Prof. Dr. Klaus Goldhammer und Mathias Birkel Goldmedia GmbH

© v.r.n.l.: Prof. Dr. Klaus Goldhammer und Mathias Birkel Goldmedia GmbH

Auch wenn sich die Kultur- und Kreativwirtschaft in der Krise gut geschlagen hat, sind auch weiterhin Unterstützungsleistungen aufgrund der neuen massiven Herausforderungen notwendig. Zu diesem Schluss kommen Prof. Dr. Klaus Goldhammer und Mathias Birkel von der Goldmedia GmbH. Sie gehören zum Autorenteam, das gemeinsam mit der Hamburg Media School GmbH sowie mit Prof. Dr. Rüdiger Wink (HTWK--Hochschule für Technik, Wirtschaft und Kultur Leipzig) im Auftrag des Bundesministeriums für Wirtschaft und Klimaschutz den aktuellen Monitoringbericht der Kultur- und Kreativwirtschaft für das Jahr 2021 erstellt hat, der auch Prognosen für 2022 enthält. Im folgenden Interview stellen Prof. Dr. Klaus Goldhammer und Mathias Birkel die wichtigsten Ergebnisse vor.

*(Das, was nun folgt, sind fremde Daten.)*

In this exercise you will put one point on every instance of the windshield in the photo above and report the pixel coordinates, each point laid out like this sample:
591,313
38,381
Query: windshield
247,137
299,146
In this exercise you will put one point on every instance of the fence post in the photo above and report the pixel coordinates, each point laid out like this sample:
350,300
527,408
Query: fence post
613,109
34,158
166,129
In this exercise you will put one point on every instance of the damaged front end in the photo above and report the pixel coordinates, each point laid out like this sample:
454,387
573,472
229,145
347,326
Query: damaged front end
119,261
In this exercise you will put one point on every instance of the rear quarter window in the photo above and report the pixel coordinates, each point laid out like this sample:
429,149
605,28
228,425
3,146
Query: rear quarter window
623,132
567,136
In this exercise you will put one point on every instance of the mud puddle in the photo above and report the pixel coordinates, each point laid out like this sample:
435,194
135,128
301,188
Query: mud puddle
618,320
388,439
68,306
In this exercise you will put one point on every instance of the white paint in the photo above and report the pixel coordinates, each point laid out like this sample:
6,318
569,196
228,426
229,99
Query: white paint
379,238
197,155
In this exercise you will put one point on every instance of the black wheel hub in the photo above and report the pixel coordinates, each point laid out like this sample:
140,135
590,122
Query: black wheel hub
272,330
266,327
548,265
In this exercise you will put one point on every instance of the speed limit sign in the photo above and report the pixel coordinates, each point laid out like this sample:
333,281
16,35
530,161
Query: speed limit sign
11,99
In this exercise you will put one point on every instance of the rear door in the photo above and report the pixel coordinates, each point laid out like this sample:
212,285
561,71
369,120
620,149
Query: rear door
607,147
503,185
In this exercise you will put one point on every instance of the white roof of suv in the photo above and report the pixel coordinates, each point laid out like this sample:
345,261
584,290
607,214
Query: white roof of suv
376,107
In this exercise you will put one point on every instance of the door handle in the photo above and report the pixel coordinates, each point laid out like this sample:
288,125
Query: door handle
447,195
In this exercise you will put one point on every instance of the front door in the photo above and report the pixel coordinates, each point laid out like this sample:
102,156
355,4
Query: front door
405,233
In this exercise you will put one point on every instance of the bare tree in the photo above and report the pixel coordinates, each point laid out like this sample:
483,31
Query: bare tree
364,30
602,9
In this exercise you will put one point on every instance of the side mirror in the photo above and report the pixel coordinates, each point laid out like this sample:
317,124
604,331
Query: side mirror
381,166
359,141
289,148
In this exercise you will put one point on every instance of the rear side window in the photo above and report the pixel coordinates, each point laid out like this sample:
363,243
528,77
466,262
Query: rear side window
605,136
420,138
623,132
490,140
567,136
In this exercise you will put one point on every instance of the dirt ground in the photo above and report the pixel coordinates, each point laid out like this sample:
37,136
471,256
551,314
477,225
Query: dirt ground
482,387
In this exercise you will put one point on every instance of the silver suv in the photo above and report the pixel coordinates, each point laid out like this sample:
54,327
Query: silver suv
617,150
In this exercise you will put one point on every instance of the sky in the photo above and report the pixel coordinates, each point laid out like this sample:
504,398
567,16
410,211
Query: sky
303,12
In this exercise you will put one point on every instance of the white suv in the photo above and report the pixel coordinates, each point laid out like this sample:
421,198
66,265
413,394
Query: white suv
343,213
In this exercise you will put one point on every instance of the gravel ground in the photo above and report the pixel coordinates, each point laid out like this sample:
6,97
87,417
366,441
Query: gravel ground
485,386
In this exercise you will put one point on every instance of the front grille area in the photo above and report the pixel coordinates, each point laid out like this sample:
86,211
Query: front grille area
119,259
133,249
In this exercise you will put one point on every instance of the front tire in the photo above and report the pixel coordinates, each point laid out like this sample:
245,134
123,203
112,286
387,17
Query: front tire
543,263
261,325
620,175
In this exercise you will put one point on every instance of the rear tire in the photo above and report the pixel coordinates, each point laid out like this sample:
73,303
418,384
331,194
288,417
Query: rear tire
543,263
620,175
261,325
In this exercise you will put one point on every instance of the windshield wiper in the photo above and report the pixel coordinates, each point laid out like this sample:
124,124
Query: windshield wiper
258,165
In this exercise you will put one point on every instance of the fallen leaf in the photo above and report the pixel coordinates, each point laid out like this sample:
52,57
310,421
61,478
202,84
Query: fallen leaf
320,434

Herr Professor Goldhammer, eines der Kernergebnisse des Monitoringberichts lautet, dass sich die Kultur- und Kreativwirtschaft von Corona weitgehend erholt hat. Was heißt das in Zahlen?  

Prof. Goldhammer: Uns liegen zwar noch keine aktuellen Zahlen aus der öffentlichen Statistik vor. Unsere eigenen Prognosen zeigen allerdings, dass wir bei der Kultur- und Kreativwirtschaft im Jahr 2021 von einem Gesamtumsatz von 175,4 Milliarden Euro bzw. einem Wachstum von 4,8 Prozent ausgehen können. Wenn man berücksichtigt, dass 2020 der Umsatz in allen Branchen der Kultur- und Kreativwirtschaft um 4,8 Prozent geschrumpft ist, zeichnet sich also eine klare Erholung ab. Und für 2022 erwarten wir sogar eine weitere Umsatzsteigerung von 3,4 Prozent auf dann 181 Milliarden Euro.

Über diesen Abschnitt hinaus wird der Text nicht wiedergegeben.